結構な時間戦っていたと思われるが、辺りは未だ真っ暗だった。

「私、お城に来たのって初めて。出来れば素敵な時に来たかったな。」

シェリーは少し無邪気に話す。

「王都の食事とは比べ物にならないかもしれませんが、お屋敷の晩餐会にでもいらっしゃってください。」

リネアもシェリーと話すのが楽しいのか、少しテンションを上げていた。

「わっ、晩餐会も楽しそうですね。ルネさんもぜひ一緒に行きましょう。」

「えっ、私はそんな所は似合わない…。」

「そんな事ないと思うぜ、ルネは綺麗だからな。」

「なっ!からかうんじゃない!」

ルネはウェルの背中をバシッと叩いた。

「いてっ!傷口が開きそうだぜ。」

「あっ、すまない。だが、悪いのはウェルの方だ。」

「ルネのドレス姿を楽しみにしておくぜ。」

「このっ!まだからかうか!」

「くすくす。」二人のやり取りに微笑むシェリーとリネア。

「もう皆さん、緊張感がないですよ。無事帰ってから楽しみましょう。」とティードが声をかける。

「まあいいんじゃないでしょうか、和やかなのは活力を生みますよ。」

「そうだよお兄ちゃん、楽しくいかないと。あっ!!」

本城の中に入った時、シェリーの表情は険しくなった。

「シェリー様、どうかしました?」

「ここから反対側の場所で異常な魔力反応があります。」

シェリーは魔力が感じる方向を指差しながら話す。

「えっ?僕は何も感じないけど…。」

「さすがシェリーちゃんですね、確かに大きな力を感じます。」

「やっぱり素直に終わらねぇか。ロウ、新手の反応なのか?」

「そうですね。恐らく黒騎士殿が関係していると思いますが、先ほどとは感じ方が違います。」

「そうか。こいつを黒騎士と会わせるのはまずいから、二手に分かれるとするか。」

ウェルは担いでいるラウバを見て話す。

「この力はここで抑えないと大変な事になりそうです。シェリーちゃんとティード君は私と一緒に。二人共、大丈夫ですね?」

「はい!」ティードとシェリーの二人は同時に返事をした。

「了解。じゃあこいつの対応はルネとリネアに任せても良いか?」

「問題ない。」

「起きましたら、素敵な尋問をさせて頂きます。」

リネアはニッコリと微笑みながら返事をした。

「まあほどほどにな。じゃあこの部屋に待機しておいてくれ、すぐに終わらせてくる。」

三人は指示された客間に入りラウバをベッドに拘束した。

「ウェル、ちゃんと終わらせてこいよ。」

「おうよ、まかせとけ。」

「その前に残っている回復薬を使ってください。」

リネアはカバンから回復薬を取り出し、ロウ達に配る。

「ありがとうございます、さっそく頂きます。」

リネアから手渡された回復薬をそれぞれ飲み込んだ。

「では行きましょう。歩いていては遅いので一気に行きます、ついてきてください。」

ロウが錫杖を一振りすると、四人の足元に羽が現れた。ロウは身体を前に傾けながら勢いよくジャンプし、空中に浮かびながら移動を始めた。

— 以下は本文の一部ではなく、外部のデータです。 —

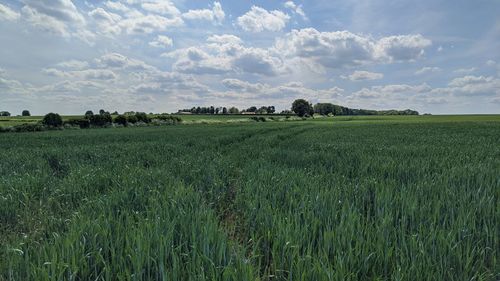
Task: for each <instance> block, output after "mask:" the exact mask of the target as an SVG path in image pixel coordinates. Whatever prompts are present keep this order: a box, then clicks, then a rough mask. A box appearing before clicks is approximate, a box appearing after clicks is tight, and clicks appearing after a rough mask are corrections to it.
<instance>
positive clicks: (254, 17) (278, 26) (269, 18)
mask: <svg viewBox="0 0 500 281" xmlns="http://www.w3.org/2000/svg"><path fill="white" fill-rule="evenodd" d="M289 20H290V16H289V15H287V14H285V13H283V12H282V11H278V10H274V11H271V12H269V11H267V10H266V9H263V8H261V7H258V6H252V8H251V9H250V11H248V12H247V13H246V14H244V15H242V16H241V17H239V18H238V19H237V20H236V22H237V24H238V26H240V27H241V28H242V29H243V30H245V31H250V32H262V31H266V30H267V31H281V30H283V29H284V28H285V26H286V24H287V23H288V21H289Z"/></svg>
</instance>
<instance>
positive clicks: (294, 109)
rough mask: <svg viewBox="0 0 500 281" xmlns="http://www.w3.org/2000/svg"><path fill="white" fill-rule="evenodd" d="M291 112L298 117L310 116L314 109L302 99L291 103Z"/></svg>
mask: <svg viewBox="0 0 500 281" xmlns="http://www.w3.org/2000/svg"><path fill="white" fill-rule="evenodd" d="M292 111H293V112H295V114H297V115H298V116H300V117H304V116H312V115H313V114H314V108H313V106H312V104H311V103H310V102H308V101H306V100H304V99H297V100H295V101H294V102H293V103H292Z"/></svg>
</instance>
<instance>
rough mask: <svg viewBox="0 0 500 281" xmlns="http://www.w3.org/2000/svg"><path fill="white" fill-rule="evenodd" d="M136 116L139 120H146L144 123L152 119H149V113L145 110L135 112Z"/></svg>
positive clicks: (142, 120)
mask: <svg viewBox="0 0 500 281" xmlns="http://www.w3.org/2000/svg"><path fill="white" fill-rule="evenodd" d="M135 117H136V118H137V122H144V123H149V122H151V119H149V117H148V115H147V114H146V113H144V112H137V113H136V114H135Z"/></svg>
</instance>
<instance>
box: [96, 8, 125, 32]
mask: <svg viewBox="0 0 500 281" xmlns="http://www.w3.org/2000/svg"><path fill="white" fill-rule="evenodd" d="M88 15H89V17H91V18H92V19H94V22H95V24H96V25H97V28H98V30H97V32H98V33H100V34H103V35H108V36H114V35H118V34H120V33H121V28H120V26H119V22H120V21H121V19H122V17H121V16H120V15H118V14H114V13H111V12H107V11H106V10H104V9H103V8H97V9H95V10H92V11H90V12H89V13H88Z"/></svg>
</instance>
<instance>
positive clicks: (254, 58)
mask: <svg viewBox="0 0 500 281" xmlns="http://www.w3.org/2000/svg"><path fill="white" fill-rule="evenodd" d="M163 56H164V57H169V58H175V59H176V61H175V62H174V65H173V68H174V69H175V70H177V71H180V72H183V73H190V74H225V73H239V74H258V75H267V76H274V75H277V74H279V73H282V72H284V71H285V65H284V62H283V61H282V60H281V59H280V58H279V57H278V56H275V55H274V54H272V52H271V51H269V50H267V49H261V48H251V47H245V46H244V45H243V44H242V41H241V39H240V38H238V37H236V36H233V35H215V36H210V37H209V38H208V39H207V43H206V44H204V45H201V46H198V47H189V48H186V49H180V50H176V51H174V52H170V53H166V54H164V55H163Z"/></svg>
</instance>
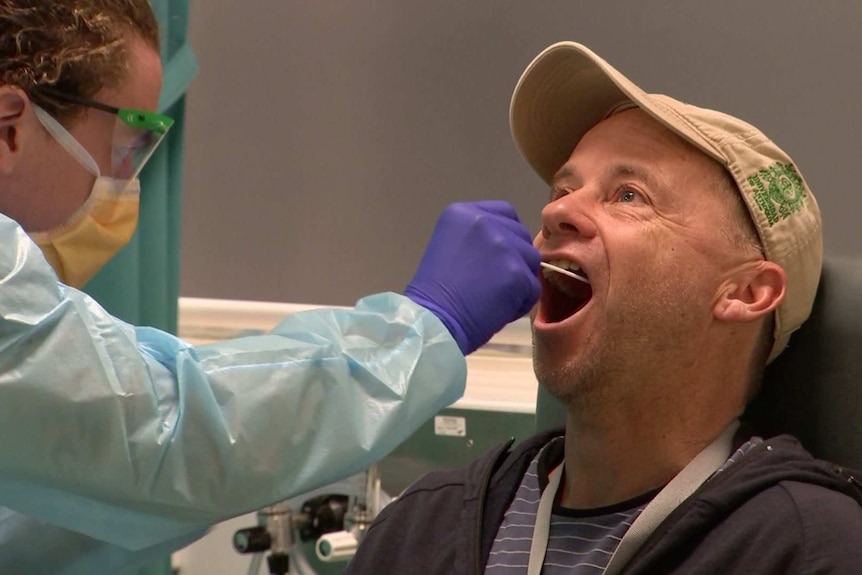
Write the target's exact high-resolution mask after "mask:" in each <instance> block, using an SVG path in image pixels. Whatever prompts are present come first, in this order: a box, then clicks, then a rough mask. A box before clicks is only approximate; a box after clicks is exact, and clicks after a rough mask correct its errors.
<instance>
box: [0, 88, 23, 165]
mask: <svg viewBox="0 0 862 575" xmlns="http://www.w3.org/2000/svg"><path fill="white" fill-rule="evenodd" d="M29 101H30V100H29V98H27V95H26V94H25V93H24V91H23V90H21V89H20V88H16V87H14V86H8V85H5V84H4V85H2V86H0V174H2V175H8V174H10V173H11V172H12V170H13V169H14V167H15V162H16V161H17V159H18V158H19V157H20V156H19V154H18V152H19V150H20V147H21V126H22V124H23V122H22V120H23V116H24V110H25V109H26V108H27V106H28V104H29Z"/></svg>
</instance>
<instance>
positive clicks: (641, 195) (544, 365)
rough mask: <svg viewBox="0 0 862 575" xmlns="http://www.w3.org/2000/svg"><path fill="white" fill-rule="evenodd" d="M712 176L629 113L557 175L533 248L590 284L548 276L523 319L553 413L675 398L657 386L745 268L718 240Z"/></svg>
mask: <svg viewBox="0 0 862 575" xmlns="http://www.w3.org/2000/svg"><path fill="white" fill-rule="evenodd" d="M721 169H722V168H721V167H720V166H718V164H716V163H714V162H713V161H712V160H710V159H709V158H707V156H705V155H704V154H703V153H701V152H699V151H697V150H696V149H695V148H693V147H692V146H689V145H688V144H686V143H684V142H683V141H682V140H681V139H679V138H678V137H677V136H675V135H673V134H672V133H671V132H670V131H668V130H667V129H666V128H664V127H663V126H661V125H660V124H659V123H658V122H656V121H655V120H653V119H652V118H650V117H649V116H648V115H647V114H646V113H644V112H643V111H641V110H639V109H633V110H628V111H625V112H622V113H620V114H617V115H615V116H612V117H611V118H609V119H607V120H605V121H603V122H602V123H600V124H599V125H597V126H596V127H594V128H593V129H592V130H590V131H589V132H588V133H587V134H586V135H585V136H584V137H583V138H582V140H581V142H580V143H579V144H578V146H577V147H576V148H575V150H574V152H573V153H572V155H571V157H570V158H569V160H568V161H567V162H566V163H565V164H564V165H563V167H562V168H561V169H560V170H559V172H558V173H557V175H556V176H555V180H554V184H553V186H552V189H551V196H550V200H549V202H548V204H547V205H546V206H545V208H544V209H543V210H542V223H543V231H542V233H540V234H539V235H538V236H537V238H536V245H537V247H538V248H539V250H540V251H541V254H542V261H550V262H554V263H558V262H557V261H556V260H564V261H567V262H574V263H575V264H577V265H579V266H580V267H581V268H582V271H581V272H580V273H581V274H582V275H586V276H587V277H588V278H589V280H590V285H589V286H587V285H586V284H583V283H580V282H578V281H577V280H575V279H570V278H567V277H564V276H562V275H561V274H557V273H554V272H549V273H548V274H547V275H545V277H543V278H542V285H543V289H542V297H541V300H540V303H539V305H538V306H537V308H536V310H535V311H534V313H533V337H534V366H535V370H536V375H537V377H538V379H539V381H541V382H542V383H543V384H545V385H546V386H547V387H548V388H549V390H550V391H551V392H552V393H554V394H555V395H557V396H558V397H560V398H561V399H563V401H565V402H567V403H571V401H573V400H575V399H577V400H578V401H580V402H585V401H586V402H588V404H589V403H590V402H592V403H596V402H607V401H618V400H619V399H621V398H622V397H625V396H631V397H644V394H647V395H646V397H656V394H659V396H660V395H661V394H663V393H674V392H675V389H674V387H673V385H674V383H673V382H664V381H663V379H664V378H665V377H667V378H670V377H671V374H673V373H674V370H675V369H676V368H678V367H680V364H681V363H684V362H690V361H691V359H692V358H693V357H697V353H698V350H699V349H702V347H703V346H705V345H709V343H708V340H707V334H708V331H709V327H710V325H711V323H712V322H713V321H714V317H713V307H714V305H715V303H716V301H718V297H719V294H720V290H721V289H722V281H723V280H724V279H726V277H727V274H728V272H729V271H730V270H732V269H733V268H734V267H737V266H739V265H741V264H742V263H743V262H744V261H746V259H745V258H746V257H748V258H750V254H747V253H746V252H744V250H741V249H739V248H735V247H734V246H733V245H732V242H731V241H730V240H729V239H727V238H728V235H727V233H725V232H724V231H723V230H725V229H726V227H727V225H728V224H727V221H728V219H729V218H731V217H733V216H732V215H731V214H732V209H731V207H732V203H731V202H732V198H730V197H725V196H723V195H722V193H721V192H719V191H717V190H716V187H717V182H718V181H719V177H718V174H719V170H721ZM656 382H661V383H660V384H659V383H656ZM648 388H651V389H648Z"/></svg>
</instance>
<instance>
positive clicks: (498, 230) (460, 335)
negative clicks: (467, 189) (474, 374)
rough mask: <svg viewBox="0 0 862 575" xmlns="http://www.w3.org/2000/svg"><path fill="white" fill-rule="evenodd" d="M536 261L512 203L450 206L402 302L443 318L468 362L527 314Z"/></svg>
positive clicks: (536, 260) (535, 252)
mask: <svg viewBox="0 0 862 575" xmlns="http://www.w3.org/2000/svg"><path fill="white" fill-rule="evenodd" d="M539 262H540V258H539V251H538V250H537V249H536V248H534V247H533V244H532V240H531V238H530V233H529V232H528V231H527V228H525V227H524V225H523V224H521V222H520V221H519V220H518V215H517V214H516V213H515V209H514V208H513V207H512V205H511V204H509V203H507V202H503V201H483V202H475V203H457V204H451V205H449V206H448V207H447V208H446V209H445V210H443V213H442V214H441V215H440V218H439V219H438V220H437V225H436V227H435V228H434V233H433V235H432V236H431V241H430V242H429V243H428V247H427V248H426V249H425V254H424V255H423V256H422V261H421V262H420V264H419V269H418V270H417V271H416V275H415V276H414V277H413V279H412V280H411V281H410V284H409V285H408V286H407V289H406V290H405V291H404V295H406V296H407V297H409V298H410V299H412V300H413V301H414V302H416V303H418V304H419V305H421V306H424V307H425V308H427V309H428V310H430V311H431V312H432V313H434V315H436V316H437V317H438V318H440V320H441V321H442V322H443V323H444V324H446V327H447V328H449V332H450V333H451V334H452V336H453V337H454V338H455V341H457V342H458V346H459V347H460V348H461V351H462V352H464V354H465V355H466V354H468V353H471V352H473V351H475V350H476V349H478V348H479V347H480V346H482V345H483V344H484V343H486V342H487V341H488V340H489V339H491V336H493V335H494V334H495V333H497V332H498V331H500V330H501V329H502V328H503V327H504V326H505V325H506V324H507V323H509V322H511V321H514V320H516V319H518V318H519V317H521V316H523V315H524V314H526V313H527V312H528V311H530V308H532V307H533V304H535V303H536V300H538V298H539V291H540V284H539V279H538V275H539Z"/></svg>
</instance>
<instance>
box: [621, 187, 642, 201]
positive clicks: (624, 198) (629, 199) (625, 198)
mask: <svg viewBox="0 0 862 575" xmlns="http://www.w3.org/2000/svg"><path fill="white" fill-rule="evenodd" d="M619 201H620V202H622V203H627V204H630V203H633V202H638V201H643V196H641V194H640V192H636V191H634V190H630V189H624V190H621V191H620V195H619Z"/></svg>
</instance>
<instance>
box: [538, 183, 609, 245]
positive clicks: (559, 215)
mask: <svg viewBox="0 0 862 575" xmlns="http://www.w3.org/2000/svg"><path fill="white" fill-rule="evenodd" d="M590 201H591V200H590V198H589V197H587V194H586V193H583V192H581V191H576V192H572V193H569V194H566V195H565V196H562V197H560V198H557V199H556V200H554V201H553V202H550V203H548V204H547V205H545V207H544V208H542V231H541V235H542V237H543V238H544V240H545V241H548V240H550V239H551V238H554V237H555V236H581V237H583V238H586V239H589V238H592V237H594V236H595V235H596V224H595V221H594V220H593V218H592V217H591V216H590V205H589V204H590Z"/></svg>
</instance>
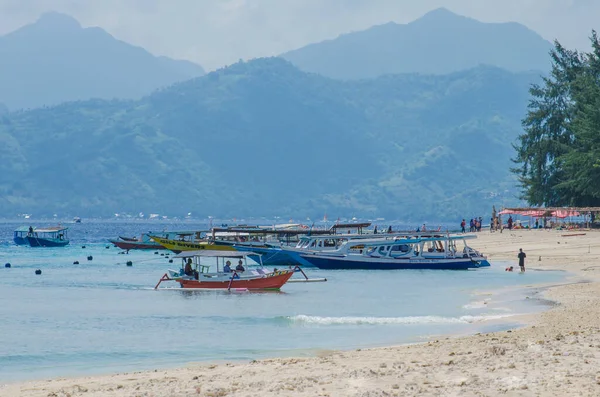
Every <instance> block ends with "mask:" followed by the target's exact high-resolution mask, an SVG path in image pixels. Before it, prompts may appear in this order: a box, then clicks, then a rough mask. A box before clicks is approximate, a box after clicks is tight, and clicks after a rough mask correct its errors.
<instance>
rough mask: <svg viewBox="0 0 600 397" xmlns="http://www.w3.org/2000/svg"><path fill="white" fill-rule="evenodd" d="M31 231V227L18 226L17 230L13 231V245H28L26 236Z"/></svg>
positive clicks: (30, 226)
mask: <svg viewBox="0 0 600 397" xmlns="http://www.w3.org/2000/svg"><path fill="white" fill-rule="evenodd" d="M31 230H35V228H34V227H32V226H29V227H28V226H20V227H18V228H17V229H15V232H14V235H13V241H14V242H15V244H17V245H29V241H27V234H28V233H29V232H30V231H31Z"/></svg>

他の皆もロウの行動を真似てジャンプし、空中移動を始めた。走るよりも数倍速いスピードである。

「すごい、浮かべてます!」

「ちょっと怖いけど、でも楽しい。」

「降りる時は踏ん張ってください、制動がかかりますので姿勢には気を付けて。」

四人は本城内をあっという間に進んでいき、反対側の円柱型の塔に辿り着いた。

塔の窓から黒煙が出ているのが確認出来る。

「これって、魔界とつなぐ儀式が行われているんじゃ!?」

シェリーは口に手を押さえながら驚く。

「そのようですね。こちらが本命だったのかもしれません。」

「もしかして、王子様が駒として使われていたのか?」

「え!?じゃあ、悪意を持ってこの国を滅ぼす者がいるという事ですか?」

「中にいる方に真実を聞き出しましょう。皆さん、大丈夫ですか?」

「おうよ。」「はい!」それぞれ返事をする。

ロウは錫杖を一振りしてジャランと音を鳴らす。すると、皆の身体に青い光が吸収された。

「では参りますよ。」

ロウが先頭になりつつ、四人は塔の中へと入っていった。